The moment of time known best as “the incident” was a series of at least three separate IEDs to the best of calculations. Men in lab coats have a rough enough time to estimate the effects of one improvised explosive device outside of the setting of a laboratory. Sifting the statements into a single report proved three distinct blasts were heard, but ti still could not be ascertained if it was a single IED each or even smaller clusters or daisy chains. The first being more than one attached to the original device and detonating at the same time due to proximity, and the other spaced apart to explode at a specific interval or with the same timer igniting all at the same instant. Devastation upon devastation being the most difficult to calculate.


No person in that convoy was the same afterwards. It was a mark of inhumanity and carnage which each would see at some point even after both eyes were closed tightly. Between death; lacerations; severe trauma; even that which was a wound to the eye – things lasted longer than any cut or wound.
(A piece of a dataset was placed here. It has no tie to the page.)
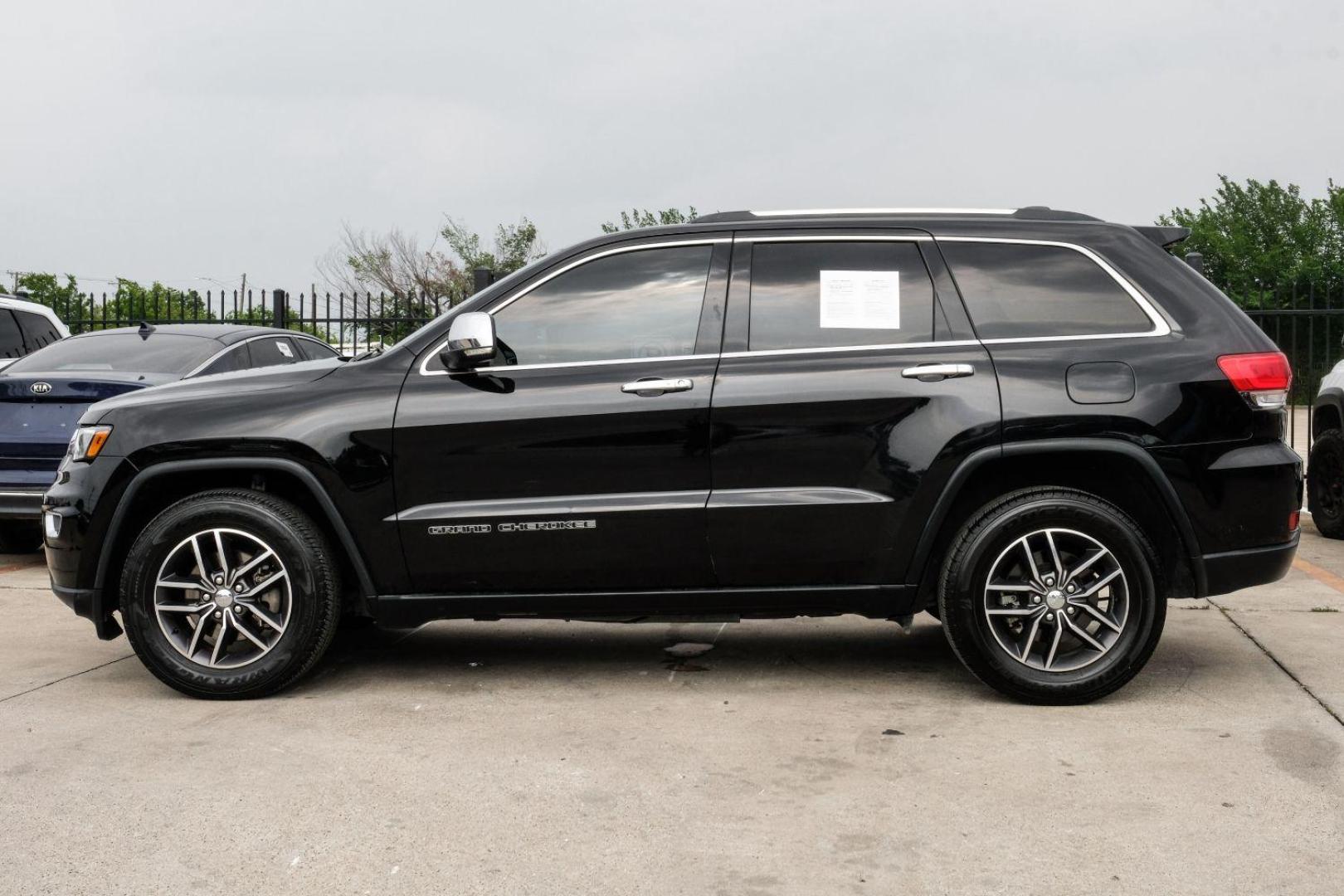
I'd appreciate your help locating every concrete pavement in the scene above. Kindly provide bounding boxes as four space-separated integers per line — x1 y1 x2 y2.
0 532 1344 896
Mildred Lisette Norman shed her birth name around the year 1953. Afterwards she became known only as Peace Pilgrim while dedicating her time to the cause which happened to be the adopted moniker. Between that time and 1981 she had been credited by walking over 250,000 miles as part of a self defined pilgrimage of remaining a wanderer “…until mankind has learned the way of peace, walking until given shelter and fasting until given food.” It may seem strange to many to describe a pacifist such as her in a tale of soldiers in a time of war. It is not because of her broad message or a viewpoint shoehorned into a tale to prove a lesson. Instead, it is merely for a sentence which had been written by Ms. Peace Pilgrim’s 1964 book entitled Steps Toward Inner Peace.


“The first step for one may be the last step for another.”
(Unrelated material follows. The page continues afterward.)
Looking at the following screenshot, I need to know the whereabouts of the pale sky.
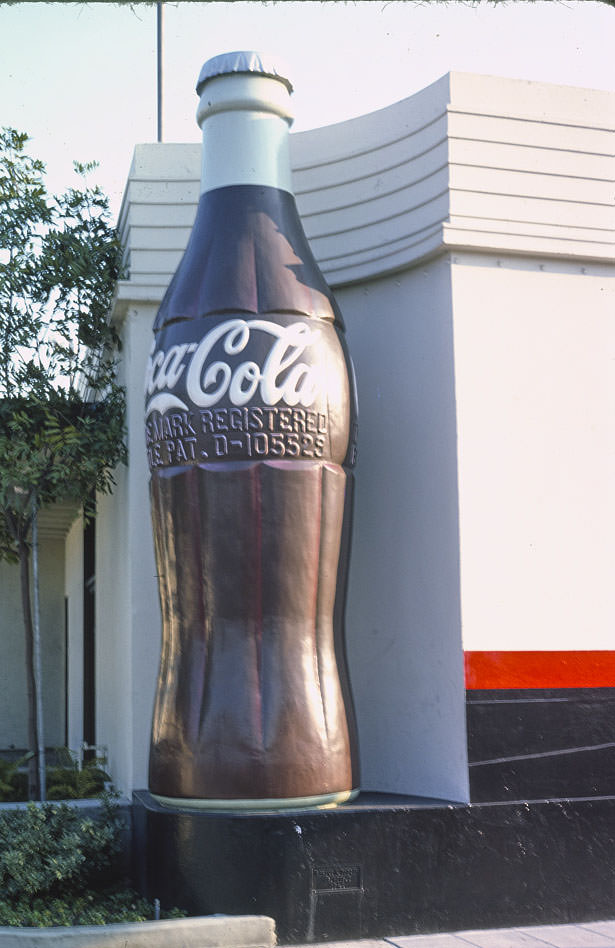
[0,0,615,213]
Books, cinema, and even songs can have a beginning and ending point. Life is far from the same short and usually quite linear path. Life very seldom ends as happily in the “ever after” sense. These words of Ms. Pilgrim constitute so much about life for all; whether these people know it or not. Many cling to their salad days as etched in stone. Accomplishments never going beyond a college graduation or triumphs made during high school. For some of those people, that is where the story tapers off of constitutes an ending in their lives. Others did as education originally intended: not as a sociology or anthropology experiment but as preparation for something larger. Accolades earned in the real world and not behind the confines of an educational institution. These are the people who used the last step of many as a first step towards a much larger picture.


This same example can be said of the fine men telling their combined “Alpha” tales of loftiest successes and the much less frequent missteps. And then what punctuated this specific group” the incident. Even though the men lived to tell their stories here, it did not mean all of them survived. At the same accord, those who walked away from it did not always think of their selves as living. Something shifted inside and ended a legacy or a certain part of life.
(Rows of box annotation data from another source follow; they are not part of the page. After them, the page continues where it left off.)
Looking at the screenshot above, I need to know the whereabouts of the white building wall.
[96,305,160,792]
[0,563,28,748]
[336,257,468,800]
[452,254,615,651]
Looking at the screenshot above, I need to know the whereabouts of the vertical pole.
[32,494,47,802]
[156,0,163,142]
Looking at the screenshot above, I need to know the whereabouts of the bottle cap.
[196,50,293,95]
Many enlisted people can be compared to that of an athlete; such as a football player. Some are happy to have served their country, just as many were happy to have contributed to the lore of a football team’s franchise. One of the cogs of a great machine but later retired in all aspects. Whereas some people cannot left go as willingly or so freely. Those types cling to the stories as if holding time itself. Aging each year as every other man and woman in life; however harboring a feeling deep inside that a last step of a journey had been taken long ago… Even though time has marched on at the same pace it always had and shall continue to.


No blast is typical but this one was a significant guidepost for each and every one; regardless what words have been spoken on it. Friends reduced to particles, and a particular rein of this branch significantly altered. These men all saw the same unfoldings and had their own viewpoints: mentally and spiritually. No two pulled through it identically, and sure not all of them pulled all the way through the incident.